— Но ведь это нужно было делать в первую неделю после рождения, кажется, но у нас тогда не было возможности…
— Не нужно извиняться, я прекрасно понимаю вашу ситуацию, и поверьте мне, ничего страшного не произойдёт, если вы сделаете это чуть позже. Приходите завтра, приводите своего мужа, приносите сына, и мы всё сделаем. Вы уже знаете, кто будет вашим sandek?
— Sandek?
— Это что-то вроде христианского крёстного отца, — объяснил раввин Соломон.
— Он тоже должен быть иудеем?
— Да.
— Тогда… боюсь, что нет. А вы не могли бы быть нашим sandek?
— Почту за честь, Эмма.
И вот так, всего день спустя Генрих, неловко поправляя ермолку у себя на голове, держал на руках малыша Эрни, теперь уже в полном смысле этого слова иудея. Вместе со мной и раввином Соломоном они позировали перед входом в синагогу моему отцу, который не уставал щёлкать затвором камеры.
— Эрнст тебя убьёт, когда узнает, что ты сделала с его сыном, — прошептал мне на ухо мой муж во время праздничного обеда, что мы устроили по случаю.
— А думать надо было, прежде чем еврейке ребёнка делать, — шепнула я в ответ, на что он не удержался и расхохотался.
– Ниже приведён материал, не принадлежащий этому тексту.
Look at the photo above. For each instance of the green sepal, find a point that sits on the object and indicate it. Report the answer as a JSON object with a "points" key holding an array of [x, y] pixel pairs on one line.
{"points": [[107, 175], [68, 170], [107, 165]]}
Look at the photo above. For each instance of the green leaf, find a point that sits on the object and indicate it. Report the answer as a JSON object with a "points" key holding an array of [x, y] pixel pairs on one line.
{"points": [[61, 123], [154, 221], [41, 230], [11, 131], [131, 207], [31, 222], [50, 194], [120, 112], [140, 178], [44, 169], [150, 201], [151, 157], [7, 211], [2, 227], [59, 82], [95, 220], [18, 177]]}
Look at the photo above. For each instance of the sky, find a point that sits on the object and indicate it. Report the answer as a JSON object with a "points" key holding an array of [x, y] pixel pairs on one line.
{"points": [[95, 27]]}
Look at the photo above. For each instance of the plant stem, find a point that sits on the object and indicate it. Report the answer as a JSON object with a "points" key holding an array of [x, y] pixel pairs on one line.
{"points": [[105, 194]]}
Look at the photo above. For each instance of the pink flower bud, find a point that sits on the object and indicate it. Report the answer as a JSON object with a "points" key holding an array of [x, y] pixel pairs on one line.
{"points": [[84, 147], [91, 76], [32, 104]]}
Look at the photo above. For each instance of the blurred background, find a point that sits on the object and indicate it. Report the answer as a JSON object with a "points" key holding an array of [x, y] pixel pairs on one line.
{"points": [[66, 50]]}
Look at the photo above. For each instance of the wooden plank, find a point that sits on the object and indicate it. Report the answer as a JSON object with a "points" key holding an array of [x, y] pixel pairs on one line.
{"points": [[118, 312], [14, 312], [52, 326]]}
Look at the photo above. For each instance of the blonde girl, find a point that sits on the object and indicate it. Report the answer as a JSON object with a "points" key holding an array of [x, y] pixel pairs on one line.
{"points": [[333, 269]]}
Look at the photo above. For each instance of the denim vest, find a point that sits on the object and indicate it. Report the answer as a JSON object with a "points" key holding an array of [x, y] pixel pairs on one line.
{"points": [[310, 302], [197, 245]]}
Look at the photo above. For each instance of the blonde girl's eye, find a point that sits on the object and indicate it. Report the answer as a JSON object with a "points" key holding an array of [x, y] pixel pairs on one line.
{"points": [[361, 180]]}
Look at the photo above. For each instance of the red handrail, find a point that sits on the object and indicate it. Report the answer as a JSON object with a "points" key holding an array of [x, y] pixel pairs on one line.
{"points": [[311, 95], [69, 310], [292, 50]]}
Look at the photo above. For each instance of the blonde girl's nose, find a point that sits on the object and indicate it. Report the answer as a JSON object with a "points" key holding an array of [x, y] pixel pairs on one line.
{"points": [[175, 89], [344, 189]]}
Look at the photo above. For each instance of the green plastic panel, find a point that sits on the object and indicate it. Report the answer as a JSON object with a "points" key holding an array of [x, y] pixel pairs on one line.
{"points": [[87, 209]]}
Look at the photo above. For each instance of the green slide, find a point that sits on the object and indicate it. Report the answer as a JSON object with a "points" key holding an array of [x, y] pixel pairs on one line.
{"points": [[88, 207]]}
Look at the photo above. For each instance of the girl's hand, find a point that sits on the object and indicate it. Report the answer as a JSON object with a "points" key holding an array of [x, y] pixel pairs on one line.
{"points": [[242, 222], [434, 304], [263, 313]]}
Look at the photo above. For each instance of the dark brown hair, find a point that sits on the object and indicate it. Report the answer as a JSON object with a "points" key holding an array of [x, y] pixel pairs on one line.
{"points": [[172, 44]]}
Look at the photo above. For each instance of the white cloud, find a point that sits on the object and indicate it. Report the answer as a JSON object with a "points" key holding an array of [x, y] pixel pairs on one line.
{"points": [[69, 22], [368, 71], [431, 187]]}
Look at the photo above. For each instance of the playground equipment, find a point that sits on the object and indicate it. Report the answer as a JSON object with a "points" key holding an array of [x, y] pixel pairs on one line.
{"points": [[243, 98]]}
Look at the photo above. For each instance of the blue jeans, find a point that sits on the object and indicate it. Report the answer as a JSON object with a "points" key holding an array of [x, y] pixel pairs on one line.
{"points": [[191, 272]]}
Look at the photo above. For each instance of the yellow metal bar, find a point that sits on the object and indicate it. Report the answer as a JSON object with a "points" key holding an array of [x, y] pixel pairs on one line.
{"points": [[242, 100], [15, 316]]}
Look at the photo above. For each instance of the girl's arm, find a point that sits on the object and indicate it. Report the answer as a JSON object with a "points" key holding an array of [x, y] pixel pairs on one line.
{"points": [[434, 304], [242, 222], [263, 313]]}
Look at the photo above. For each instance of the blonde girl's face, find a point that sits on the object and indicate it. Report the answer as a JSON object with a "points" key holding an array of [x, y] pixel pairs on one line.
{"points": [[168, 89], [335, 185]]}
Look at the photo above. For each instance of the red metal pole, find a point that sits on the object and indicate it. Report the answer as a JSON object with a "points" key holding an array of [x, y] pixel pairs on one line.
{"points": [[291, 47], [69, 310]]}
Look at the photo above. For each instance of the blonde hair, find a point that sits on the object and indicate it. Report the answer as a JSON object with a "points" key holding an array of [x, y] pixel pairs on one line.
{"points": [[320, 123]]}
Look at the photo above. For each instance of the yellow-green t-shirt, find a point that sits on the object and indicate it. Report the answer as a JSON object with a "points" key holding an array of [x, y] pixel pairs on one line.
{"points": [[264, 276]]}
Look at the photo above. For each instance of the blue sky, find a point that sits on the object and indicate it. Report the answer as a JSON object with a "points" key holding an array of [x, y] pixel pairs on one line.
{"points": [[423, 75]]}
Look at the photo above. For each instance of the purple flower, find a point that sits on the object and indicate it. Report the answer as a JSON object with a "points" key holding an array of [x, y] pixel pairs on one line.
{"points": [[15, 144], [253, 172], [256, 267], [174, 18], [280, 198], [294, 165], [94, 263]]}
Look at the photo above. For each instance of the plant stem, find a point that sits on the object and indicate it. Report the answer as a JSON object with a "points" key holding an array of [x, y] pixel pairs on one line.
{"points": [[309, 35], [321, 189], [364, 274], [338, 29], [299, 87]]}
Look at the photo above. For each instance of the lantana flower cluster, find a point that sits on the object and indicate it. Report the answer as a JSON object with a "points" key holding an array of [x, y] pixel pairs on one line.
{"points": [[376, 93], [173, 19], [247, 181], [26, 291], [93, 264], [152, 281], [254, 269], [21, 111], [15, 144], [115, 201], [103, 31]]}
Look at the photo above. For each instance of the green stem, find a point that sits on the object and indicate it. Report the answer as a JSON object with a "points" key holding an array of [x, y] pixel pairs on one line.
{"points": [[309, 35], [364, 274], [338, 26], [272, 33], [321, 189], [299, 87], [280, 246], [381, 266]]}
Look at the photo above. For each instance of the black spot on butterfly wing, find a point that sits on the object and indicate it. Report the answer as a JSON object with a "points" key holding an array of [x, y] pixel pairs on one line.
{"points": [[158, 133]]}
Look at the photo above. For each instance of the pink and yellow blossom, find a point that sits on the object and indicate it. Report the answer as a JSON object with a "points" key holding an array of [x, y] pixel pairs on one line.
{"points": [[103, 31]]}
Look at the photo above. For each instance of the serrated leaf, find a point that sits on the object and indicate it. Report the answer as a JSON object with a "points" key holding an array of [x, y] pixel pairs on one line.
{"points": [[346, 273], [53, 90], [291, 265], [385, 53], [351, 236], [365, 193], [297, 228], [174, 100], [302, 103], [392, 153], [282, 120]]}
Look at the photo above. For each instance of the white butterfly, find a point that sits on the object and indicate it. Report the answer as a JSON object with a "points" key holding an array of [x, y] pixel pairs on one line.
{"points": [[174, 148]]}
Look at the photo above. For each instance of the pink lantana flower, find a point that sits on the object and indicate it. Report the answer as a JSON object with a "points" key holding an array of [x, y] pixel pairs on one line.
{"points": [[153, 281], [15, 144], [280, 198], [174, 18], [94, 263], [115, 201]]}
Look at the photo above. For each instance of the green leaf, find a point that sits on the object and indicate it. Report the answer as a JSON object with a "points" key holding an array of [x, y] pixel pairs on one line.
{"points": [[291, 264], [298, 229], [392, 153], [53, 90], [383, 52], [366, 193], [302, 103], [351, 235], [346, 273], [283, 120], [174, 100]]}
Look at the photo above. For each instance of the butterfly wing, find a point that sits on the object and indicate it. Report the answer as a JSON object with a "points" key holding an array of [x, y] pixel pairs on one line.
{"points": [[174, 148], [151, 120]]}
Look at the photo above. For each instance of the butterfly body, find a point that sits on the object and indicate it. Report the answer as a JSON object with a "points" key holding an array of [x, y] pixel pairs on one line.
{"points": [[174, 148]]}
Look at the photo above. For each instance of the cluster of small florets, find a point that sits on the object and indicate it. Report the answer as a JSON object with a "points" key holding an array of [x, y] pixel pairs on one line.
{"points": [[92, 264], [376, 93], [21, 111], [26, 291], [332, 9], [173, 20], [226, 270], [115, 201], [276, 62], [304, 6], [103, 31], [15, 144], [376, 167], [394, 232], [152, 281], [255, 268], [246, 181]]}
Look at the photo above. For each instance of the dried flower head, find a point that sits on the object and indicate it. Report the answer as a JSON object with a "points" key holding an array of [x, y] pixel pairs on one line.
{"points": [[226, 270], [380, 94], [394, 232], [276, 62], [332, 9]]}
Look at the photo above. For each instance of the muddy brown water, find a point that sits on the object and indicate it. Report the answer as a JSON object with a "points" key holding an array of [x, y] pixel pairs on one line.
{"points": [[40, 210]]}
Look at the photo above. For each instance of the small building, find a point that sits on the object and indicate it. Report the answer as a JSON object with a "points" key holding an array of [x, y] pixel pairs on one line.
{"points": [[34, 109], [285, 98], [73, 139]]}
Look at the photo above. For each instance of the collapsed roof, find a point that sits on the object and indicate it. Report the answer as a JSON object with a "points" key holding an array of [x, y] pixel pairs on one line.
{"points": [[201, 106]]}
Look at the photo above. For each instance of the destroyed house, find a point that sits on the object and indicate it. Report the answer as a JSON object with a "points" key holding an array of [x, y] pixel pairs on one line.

Я сама никак не могла толком этого объяснить, но каким-то совершенно непонятным образом присутствие Эрнста, хоть сам он и находился от нас сейчас за тысячи километров, было настолько ощутимым. Мы всегда вспоминали его, обменивались шутками, предполагая, что бы он сказал в той или иной ситуации, делились воспоминаниями о старых добрых временах в РСХА, и как Эрнст проводил дни, придумывая, как бы ещё досадить или поиздеваться над шефом внешней разведки, Шелленбергом, вместо того, чтобы исполнять свои непосредственные обязанности… И каждый раз, как случалось что-то запоминающееся, мы с Генрихом почему-то в один голос говорили: «Жаль, что Эрнста здесь нет! Вот он бы сейчас…»
Каким-то совершенно необъяснимым образом он умел проникать в чужие жизни, этот надменный, но такой завораживающий в своей наигранной холодности австриец, и так умудрялся заразить всех вокруг своим почти очаровательным сарказмом и эксцентризмом, что избавиться от его влияния скоро становилось просто невозможным. Даже мой собственный муж, который по всем меркам должен был ненавидеть его всеми фибрами своей души, говорил о нём с какой-то меланхоличной грустью, сильно удивляя этим моих родителей.
— Он не был плохим человеком, — говорил он, опуская глаза, будто чувствуя себя виноватым, признавая это, — он вообще-то был отличным парнем. Только вот он едва ли кому давал это в себе разглядеть.